猫と暮らしていると、まるで、私たち人間が猫に飼われているかのような錯覚さえ起こしてしまいますね。
今回は、そんな猫の魅力と不思議に、5回シリーズで迫ってまいりましょう。

猫のルーツは?

猫の祖先は、リビアヤマネコであるといわれています。もともと単独で暮らす野生のリビアヤマネコの中に、人間を恐れず柔軟な適応力をもつものがあらわれ、人間の住まいとなわばりを重ねて暮らすようになりました。その結果、今から約5000年前、彼らは、古代エジプトの王家では神の化身として、そして、エジプトの下町では、ネズミ退治のために飼われ始めたのです。


猫が人間と暮らし始めた歴史を振り返ってみよう

紀元前2500年ごろ、猫の顔を持つ女神バステトの神話があるように、古代エジプトでは、猫は高い地位を与えられ、崇拝されていました。そして、当時、猫を大切にしていた古代エジプトでは、猫を国外に持ち出すことを禁止していたそうです。しかし、紀元前1000年ごろ、密輸によって猫が持ち出され、ヨーロッパやアジアへ渡来したことがきっかけで、世界に猫の生息地が広がっていったのです。

しかし、その後、大切にされていた猫にとっては、不運な時代がやってきました。中世キリスト教社会では、猫にまつわる忌まわしい迷信が広がり、悪魔のシンボルにされて魔女狩りや猫狩りの犠牲となったということです。
ところが、猫が少なくなったことから、ネズミが大量発生し、ネズミが媒介となって伝染するペストが大流行し始めました。猫は、ネズミを退治してくれる救い主として、その働きがあらためて認められ、大切にされるようになったそうです。このようにして、猫は、ふたたび人間と一緒に暮らし始めました。

一方、日本では、中国から経典を持ってくる際、ネズミにかじられないように、猫も一緒に船で渡ってきたといわれています。その後も、お寺の経典や仏像をネズミから守るために、猫は、ますます重宝がられるようになりました。

このように、猫は、時には崇められ、時には忌み嫌われ、時に重宝がられと、古来より私たち人間と密接に関わり合いながら暮らしてきたのです。


猫はどんな社会を築いて暮らしているの?

元来、猫社会は、母系の血縁関係で成り立っているといわれています。
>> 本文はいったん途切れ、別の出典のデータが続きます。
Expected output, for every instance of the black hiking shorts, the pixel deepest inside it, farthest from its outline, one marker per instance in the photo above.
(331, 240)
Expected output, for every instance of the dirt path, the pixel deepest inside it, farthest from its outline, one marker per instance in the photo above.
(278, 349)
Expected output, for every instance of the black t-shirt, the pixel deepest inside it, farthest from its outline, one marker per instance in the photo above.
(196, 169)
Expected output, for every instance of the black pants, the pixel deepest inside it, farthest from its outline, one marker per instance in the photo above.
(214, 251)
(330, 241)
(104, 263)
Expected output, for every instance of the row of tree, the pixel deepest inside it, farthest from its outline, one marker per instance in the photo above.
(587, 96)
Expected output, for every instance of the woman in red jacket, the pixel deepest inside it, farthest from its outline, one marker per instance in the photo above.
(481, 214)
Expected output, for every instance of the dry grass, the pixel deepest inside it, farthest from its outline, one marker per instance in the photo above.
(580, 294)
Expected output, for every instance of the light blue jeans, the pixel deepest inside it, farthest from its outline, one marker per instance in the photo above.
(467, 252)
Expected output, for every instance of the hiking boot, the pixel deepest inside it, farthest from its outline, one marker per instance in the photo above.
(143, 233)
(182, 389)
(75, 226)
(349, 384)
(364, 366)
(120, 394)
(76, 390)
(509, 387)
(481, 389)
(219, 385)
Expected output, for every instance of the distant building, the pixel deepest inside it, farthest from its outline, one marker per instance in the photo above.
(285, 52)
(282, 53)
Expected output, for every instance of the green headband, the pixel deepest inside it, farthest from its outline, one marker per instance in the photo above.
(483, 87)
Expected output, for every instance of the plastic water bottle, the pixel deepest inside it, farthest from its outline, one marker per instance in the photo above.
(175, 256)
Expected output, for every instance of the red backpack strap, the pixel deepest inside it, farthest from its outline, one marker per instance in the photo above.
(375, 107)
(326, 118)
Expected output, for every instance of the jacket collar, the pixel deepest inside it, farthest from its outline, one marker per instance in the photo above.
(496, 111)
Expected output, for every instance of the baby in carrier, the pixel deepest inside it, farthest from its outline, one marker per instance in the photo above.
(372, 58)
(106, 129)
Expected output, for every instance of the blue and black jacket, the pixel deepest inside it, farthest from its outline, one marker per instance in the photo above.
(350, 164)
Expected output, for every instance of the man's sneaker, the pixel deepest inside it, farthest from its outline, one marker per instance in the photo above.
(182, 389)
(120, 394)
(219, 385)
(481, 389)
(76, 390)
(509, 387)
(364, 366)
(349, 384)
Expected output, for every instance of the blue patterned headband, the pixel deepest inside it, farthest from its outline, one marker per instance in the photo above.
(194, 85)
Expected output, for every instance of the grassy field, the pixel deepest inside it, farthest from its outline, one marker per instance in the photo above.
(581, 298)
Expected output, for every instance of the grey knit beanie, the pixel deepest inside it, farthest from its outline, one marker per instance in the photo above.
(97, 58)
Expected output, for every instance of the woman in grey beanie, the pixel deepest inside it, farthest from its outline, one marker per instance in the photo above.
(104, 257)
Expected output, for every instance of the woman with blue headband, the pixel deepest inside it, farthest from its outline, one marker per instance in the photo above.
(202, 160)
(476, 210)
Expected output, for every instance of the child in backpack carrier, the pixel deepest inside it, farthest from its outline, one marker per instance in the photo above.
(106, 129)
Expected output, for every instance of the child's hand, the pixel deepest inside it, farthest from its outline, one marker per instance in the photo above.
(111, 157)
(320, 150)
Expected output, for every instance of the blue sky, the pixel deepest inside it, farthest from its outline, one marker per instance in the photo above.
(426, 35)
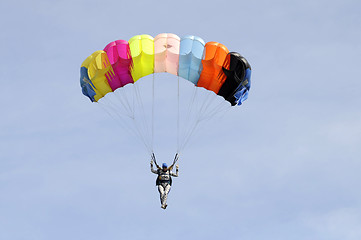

その中で生まれたオスの子猫は、成長すると、母親のなわばりから出ていきます。メスの子猫は、母親のなわばりと一部を重複させながら、その外側になわばりを広げていきます。こうして、まわりの猫たちは、母系家族の猫たちで構成された社会となっていくのです。そして、このなわばりを取り囲むようにして、一頭のオス猫がなわばりをかまえています。いうなれば、猫社会はメス猫だけで成り立っており、オス猫は、交配の一時期に、一頭だけが関わり合いを持つに過ぎないのです。

では、現在、猫はどのような社会を築いて、人間と暮らしているのでしょうか?
猫の社会には、犬の社会で見られる「優位と服従」といった絶対的に固定したランクは存在しないようです。先にそこにいる者、高い場所にいる者が「優位」となり、それは、その時々の状況によって変化します。さらに、猫は「服従」ということを知りません。
このように固定した「優位と服従」というランクを持たない猫は、人間とは、「愛着と信頼」を基盤にした関係を築いて暮らしていると考えられています。
現在の猫は、いつまでも子猫の気分で、人間を母親とみなして安心して暮らしているのでしょう。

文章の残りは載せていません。